Trois semaines avant l’élection américaine du 3 novembre 2020, le New York Post (14 octobre), un tabloïd conservateur, publie un scoop susceptible d’embarrasser le candidat démocrate, M. Joseph Biden : des courriers électroniques issus de l’ordinateur de son fils Hunter indiqueraient que ce dernier a été rémunéré par une entreprise ukrainienne désireuse de profiter de l’influence de son père. La diffusion de ces « révélations » se heurte à un obstacle inattendu : Facebook et Twitter, deux entreprises dévouées, comme chacun sait, à la libre communication des pensées et des opinions, décident de censurer l’information.

Quelques heures après la mise en ligne de l’article, M. Andy Stone, un responsable des relations publiques de Facebook (et ancien communicant du Parti démocrate), annonce : « Nous réduisons sa diffusion sur notre plate-forme » (@andymstone, Twitter, 14 octobre). Simultanément, Twitter interdit à ses utilisateurs de partager tout lien vers l’enquête du New York Post, avant de… suspendre le compte du quotidien. (...)
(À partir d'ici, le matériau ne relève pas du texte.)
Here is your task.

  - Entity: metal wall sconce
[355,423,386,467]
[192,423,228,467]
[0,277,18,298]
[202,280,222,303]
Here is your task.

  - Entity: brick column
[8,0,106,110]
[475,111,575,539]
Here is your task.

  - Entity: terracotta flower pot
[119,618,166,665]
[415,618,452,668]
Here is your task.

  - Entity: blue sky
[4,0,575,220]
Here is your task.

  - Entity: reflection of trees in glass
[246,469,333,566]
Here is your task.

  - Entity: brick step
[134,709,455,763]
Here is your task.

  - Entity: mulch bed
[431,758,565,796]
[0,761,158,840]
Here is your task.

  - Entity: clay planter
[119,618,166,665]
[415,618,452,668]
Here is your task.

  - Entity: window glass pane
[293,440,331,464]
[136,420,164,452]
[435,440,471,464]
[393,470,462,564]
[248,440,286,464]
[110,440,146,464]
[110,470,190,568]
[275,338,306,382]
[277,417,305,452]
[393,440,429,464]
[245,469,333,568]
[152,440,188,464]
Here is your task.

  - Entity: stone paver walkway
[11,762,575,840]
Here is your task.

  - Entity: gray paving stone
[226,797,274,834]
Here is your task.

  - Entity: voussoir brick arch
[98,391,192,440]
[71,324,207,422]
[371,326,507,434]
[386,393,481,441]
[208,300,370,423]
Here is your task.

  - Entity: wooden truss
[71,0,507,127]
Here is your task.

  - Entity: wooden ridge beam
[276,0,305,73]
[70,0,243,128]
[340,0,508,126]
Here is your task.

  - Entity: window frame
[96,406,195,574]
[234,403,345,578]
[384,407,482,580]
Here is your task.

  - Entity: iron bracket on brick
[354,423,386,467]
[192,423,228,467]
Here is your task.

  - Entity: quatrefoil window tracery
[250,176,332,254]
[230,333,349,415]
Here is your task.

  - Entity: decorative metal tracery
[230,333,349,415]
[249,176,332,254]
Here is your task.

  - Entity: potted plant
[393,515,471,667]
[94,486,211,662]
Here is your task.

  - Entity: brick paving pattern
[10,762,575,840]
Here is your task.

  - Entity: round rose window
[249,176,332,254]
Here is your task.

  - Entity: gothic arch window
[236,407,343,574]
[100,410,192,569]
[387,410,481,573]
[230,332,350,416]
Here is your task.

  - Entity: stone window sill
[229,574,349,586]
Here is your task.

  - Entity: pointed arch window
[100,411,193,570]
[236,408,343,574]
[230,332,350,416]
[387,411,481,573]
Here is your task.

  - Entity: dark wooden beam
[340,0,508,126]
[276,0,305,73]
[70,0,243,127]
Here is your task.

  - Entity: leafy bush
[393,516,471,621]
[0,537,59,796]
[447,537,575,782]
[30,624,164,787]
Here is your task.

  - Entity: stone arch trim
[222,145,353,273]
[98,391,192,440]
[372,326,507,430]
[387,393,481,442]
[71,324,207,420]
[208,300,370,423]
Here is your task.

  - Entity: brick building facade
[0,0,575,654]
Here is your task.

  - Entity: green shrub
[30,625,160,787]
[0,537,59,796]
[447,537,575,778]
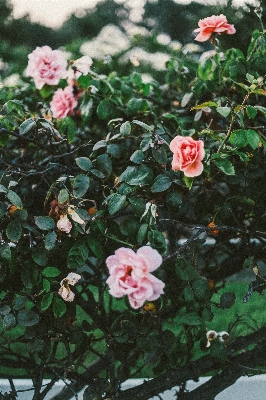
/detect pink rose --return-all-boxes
[56,215,72,233]
[170,136,205,178]
[50,86,78,118]
[58,286,75,301]
[194,14,236,42]
[26,46,67,89]
[106,246,164,308]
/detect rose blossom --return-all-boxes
[25,46,67,89]
[106,246,164,308]
[50,86,78,118]
[56,215,72,233]
[194,14,236,42]
[58,272,81,301]
[58,286,75,301]
[73,56,93,77]
[170,136,205,178]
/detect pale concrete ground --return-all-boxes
[0,374,266,400]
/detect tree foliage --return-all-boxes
[0,3,266,400]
Mais que vaut la censure sans rééducation ? Apparemment très inspirés par les pratiques du Parti communiste chinois en matière de contrôle du débat d’idées, les patrons libéraux de la Silicon Valley ont lancé une vaste campagne de rectification à destination des utilisateurs égarés au point de s’informer ailleurs que dans les médias jugés « fiables » et, à ce titre, sponsorisés par les géants du numérique. Depuis août 2020, Facebook impose un bandeau d’alerte sur les messages étiquetés suspects par ses « vérificateurs » sous-traitants : « faux », « information partiellement fausse », « cette publication manque de contexte », proclament ces bannières, qui renvoient à des articles de la presse dominante. On imagine l’épouvante des abonnés si les services postaux américains chargés d’acheminer la presse dans les boîtes aux lettres barraient d’un tampon « fake news » les exemplaires du New York Times faisant état d’un énième complot russe imaginaire et incitaient les destinataires à se brancher sur la chaîne d’information en continu RT, proche du Kremlin.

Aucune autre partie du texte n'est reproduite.